A number of facts and figures can be quickly marshalled to reveal the extent of the extraordinary gulf between those at the top of our society and the rest of us. We might, for example, capture a sense of this globally by considering the research by Oxfam which baldly states that 62 people have the same wealth as literally everyone else in the world combined. That is less than a bus load, not that you are likely to see them electing to get on your local 52 to the town centre any time soon. Alternatively we can consider the fortunes of the top 1%, a group whose fortunes, according to the French economist and sociologist Thomas Piketty, who have seen their wealth expand dramatically over in recent decades at a time when the income and wealth of the rest has stagnated or declined. Finally, we might turn to the work of those locating the homes of the world’s billionaires and ‘ultra high-net worth’ individuals of whom around 80 now live in London.
What these figures reveal little of is the much larger imprint on our daily lives, culture and poltics that the rich now influence. Wealth and excess are now a significant aspect of our fascinating (perhaps also our disgust) with the lives of the rich and famous. Underlying the changes seen in London, a shiny façade of trophy towerblocks and fortress homes for the rich along the Thames, lies two kinds of anxiety. First, that without offering the best possible deal to offshore millionaire and billionaires the city will somehow buckle and shed its pre-eminent position to other global capitals vying for their attentions. Second, for the population at large, that the city has sold its soul, skyline and space to the wealthy with less than scant regard for the everyday citizen competing for housing in the city.
While we are fascinated with what life must be like at the ‘top’ much of this interest is driven less by admiration or envy and more by a sense of the socially and environmentally unsustainable position of those with so much in the face of yawning inequality and widespread social poverty. We know that their travel and homes are excessive and a drain on environmental resources, that they vie for political control, that they avoid or evade paying taxes (in many cases to the countries that house them) and that they are often narcissistic and remote from the concerns and indeed desperation of many living through government austerity measures and cuts.

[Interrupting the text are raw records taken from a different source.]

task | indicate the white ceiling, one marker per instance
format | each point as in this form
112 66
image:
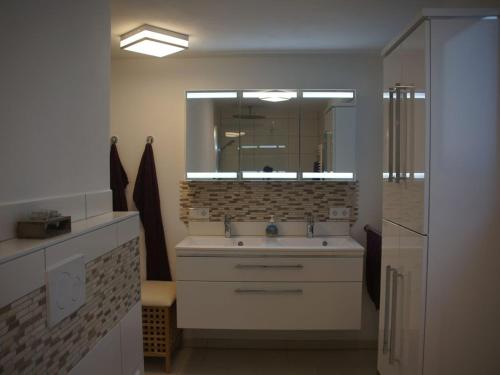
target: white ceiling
275 26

There is little to laud and everything still to understand about how the machineries of our economies, governments, societies and cities are linked-to the demands of the growing ranks of the wealthy. In a time of polarised and often angry and hate-filled political discussions a way forward that celebrates the social, forms of togetherness and moderation are needed in order to make society a place of greater social justice. There is an urgent need to deliberate on these thorny issues further while many dream of an island escape amidst the dog eat dog world of austerity, the gig economy and rising social anxiety about where we are going more broadly.